While opening a new location for his family’s restaurant and getting all of the food suppliers situated, that’s when it hit DiCicco that this process needed technology.

Fortunately, he knew a little something about that. An executive at Snap, leading the company’s international revenue growth, he leveraged that knowledge and teamed up with Erek Benz, co-founder of real estate marketplace CREXi, to develop Zitti to put independent restaurants on an equal footing, technology-wise, with large chains.

What resulted is a payment software platform that streamlines the transaction between restaurants and food suppliers through payment, price comparison and vendor discoverability tools.

“Food pricing optimization is the future of the restaurant business,” he told TechCrunch. “Much of the emerging technology has focused on ordering and inventory management, but what is severely lacking is the actual business intelligence to help restaurants make smarter purchasing decisions. That’s a big part of our mission.”

Zitti launched in March 2022 after taking in $4 million of pre-seed funds in late 2021. DiCicco’s restaurant and his family’s restaurants were the first beta customers.

In the last two months, the company started charging for its product — $150 per month, per restaurant location — and is seeing “really good sales traction as we ramp up our sales efforts,” DiCicco said.

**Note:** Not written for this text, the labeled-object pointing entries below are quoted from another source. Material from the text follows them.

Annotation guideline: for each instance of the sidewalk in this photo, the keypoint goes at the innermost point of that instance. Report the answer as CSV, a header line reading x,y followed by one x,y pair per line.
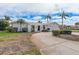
x,y
50,45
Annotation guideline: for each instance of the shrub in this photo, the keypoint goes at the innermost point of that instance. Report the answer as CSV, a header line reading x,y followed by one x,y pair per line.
x,y
12,29
24,29
56,32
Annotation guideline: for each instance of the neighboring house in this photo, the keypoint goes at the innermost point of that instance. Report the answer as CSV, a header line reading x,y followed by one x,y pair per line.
x,y
36,26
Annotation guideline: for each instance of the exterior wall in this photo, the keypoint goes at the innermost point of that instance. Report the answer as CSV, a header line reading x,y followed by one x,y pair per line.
x,y
29,26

“Our objective to save the money on their food costs is more than that amount, and ideally many times over, so it’s been received incredibly well,” he added. “We’ve already had a significant amount of conversions from our pilot group to become customers.”

The company is now back with $3.5 million in a seed round co-led by Oceans Ventures and Serena Ventures with Crossbeam, its pre-seed investor, also participating. In total, the company has raised $7.5 million since DiCicco and Benz started working on the company in 2019.

The funding will be deployed into technology development with artificial intelligence and additional automation being added to the platform soon. One of DiCicco’s goals is to be able to show pricing changes in real time and then use AI to predict how a certain product will be priced over the next year.

Meanwhile, Zitti is currently focused on the Southern California and Chicago markets and also sees Austin as an emerging market, DiCicco said.

“The next steps of the company are expanding into new markets, but we are taking a city-by-city approach,” he added. “That will be important as we build density on both the restaurant and supplier side so that we can have more market intelligence and therefore more pricing intelligence.”